TensorFlow warnings about unnecessary retracing

faustomorales / keras-ocr

A packaged and flexible version of the CRAFT text detector and Keras CRNN recognition model.

https://keras-ocr.readthedocs.io/

MIT License

1.39k stars 356 forks source link

TensorFlow warnings about unnecessary retracing #63

Open Dobiasd opened 4 years ago

Dobiasd commented 4 years ago

The following minimal example (main.py)

import keras_ocr

pipeline = keras_ocr.pipeline.Pipeline()

image_urls = [
    "https://i.imgur.com/euIw5Dt.png",
    "https://i.imgur.com/fAT6keX.png",
    "https://i.imgur.com/RlxBrvX.png",
    "https://i.imgur.com/pWBX9z5.png",
    "https://i.imgur.com/tzfitxz.png",
    "https://i.imgur.com/VPPpRJg.png"
]

for image_url in image_urls:
    image = keras_ocr.tools.read(image_url)
    predictions = pipeline.recognize([image])

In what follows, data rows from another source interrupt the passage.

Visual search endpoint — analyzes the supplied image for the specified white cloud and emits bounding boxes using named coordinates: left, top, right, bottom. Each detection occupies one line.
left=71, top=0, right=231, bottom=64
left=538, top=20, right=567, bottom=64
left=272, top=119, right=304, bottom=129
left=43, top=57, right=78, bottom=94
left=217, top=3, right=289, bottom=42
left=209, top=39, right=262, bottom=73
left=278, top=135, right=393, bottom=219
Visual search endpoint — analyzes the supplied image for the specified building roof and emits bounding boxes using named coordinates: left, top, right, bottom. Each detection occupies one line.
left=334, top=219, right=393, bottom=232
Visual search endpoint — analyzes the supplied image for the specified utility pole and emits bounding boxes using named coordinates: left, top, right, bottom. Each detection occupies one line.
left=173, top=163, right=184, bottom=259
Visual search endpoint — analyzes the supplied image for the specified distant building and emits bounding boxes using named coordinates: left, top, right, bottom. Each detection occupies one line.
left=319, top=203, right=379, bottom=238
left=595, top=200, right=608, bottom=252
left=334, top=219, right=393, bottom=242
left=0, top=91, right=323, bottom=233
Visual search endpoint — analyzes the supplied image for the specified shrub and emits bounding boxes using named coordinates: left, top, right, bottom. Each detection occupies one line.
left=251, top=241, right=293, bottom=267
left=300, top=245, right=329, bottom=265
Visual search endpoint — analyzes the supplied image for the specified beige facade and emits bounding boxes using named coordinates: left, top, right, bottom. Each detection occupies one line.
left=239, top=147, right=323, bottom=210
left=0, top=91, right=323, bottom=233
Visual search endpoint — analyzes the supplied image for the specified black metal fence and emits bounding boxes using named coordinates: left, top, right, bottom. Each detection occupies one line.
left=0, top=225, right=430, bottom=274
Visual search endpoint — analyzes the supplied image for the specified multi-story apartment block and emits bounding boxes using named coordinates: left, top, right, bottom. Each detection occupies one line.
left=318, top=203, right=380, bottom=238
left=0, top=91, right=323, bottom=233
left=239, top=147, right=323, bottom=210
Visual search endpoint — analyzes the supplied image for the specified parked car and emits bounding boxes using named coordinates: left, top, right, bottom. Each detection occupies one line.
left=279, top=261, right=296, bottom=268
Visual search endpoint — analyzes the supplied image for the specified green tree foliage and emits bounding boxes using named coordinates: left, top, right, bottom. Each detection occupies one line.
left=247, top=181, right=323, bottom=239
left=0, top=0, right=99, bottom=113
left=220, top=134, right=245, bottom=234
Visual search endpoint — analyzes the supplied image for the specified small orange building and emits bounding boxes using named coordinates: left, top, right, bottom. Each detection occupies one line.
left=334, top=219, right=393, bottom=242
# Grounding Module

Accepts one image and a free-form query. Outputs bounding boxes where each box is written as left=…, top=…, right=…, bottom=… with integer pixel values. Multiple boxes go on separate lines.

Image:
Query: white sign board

produces there TensorFlow warnings:

WARNING:tensorflow:5 out of the last 5 calls to <function _make_execution_function.<locals>.distributed_function at 0x7f0284309cb0> triggered tf.function retracing. Tracing is expensive and the excessive number of tracings is likely due to passing python objects instead of tensors. Also, tf.function has experimental_relax_shapes=True option that relaxes argument shapes that can avoid unnecessary retracing. Please refer to https://www.tensorflow.org/tutorials/customization/performance#python_or_tensor_args and https://www.tensorflow.org/api_docs/python/tf/function for more details.
WARNING:tensorflow:6 out of the last 6 calls to <function _make_execution_function.<locals>.distributed_function at 0x7f0284309cb0> triggered tf.function retracing. Tracing is expensive and the excessive number of tracings is likely due to passing python objects instead of tensors. Also, tf.function has experimental_relax_shapes=True option that relaxes argument shapes that can avoid unnecessary retracing. Please refer to https://www.tensorflow.org/tutorials/customization/performance#python_or_tensor_args and https://www.tensorflow.org/api_docs/python/tf/function for more details.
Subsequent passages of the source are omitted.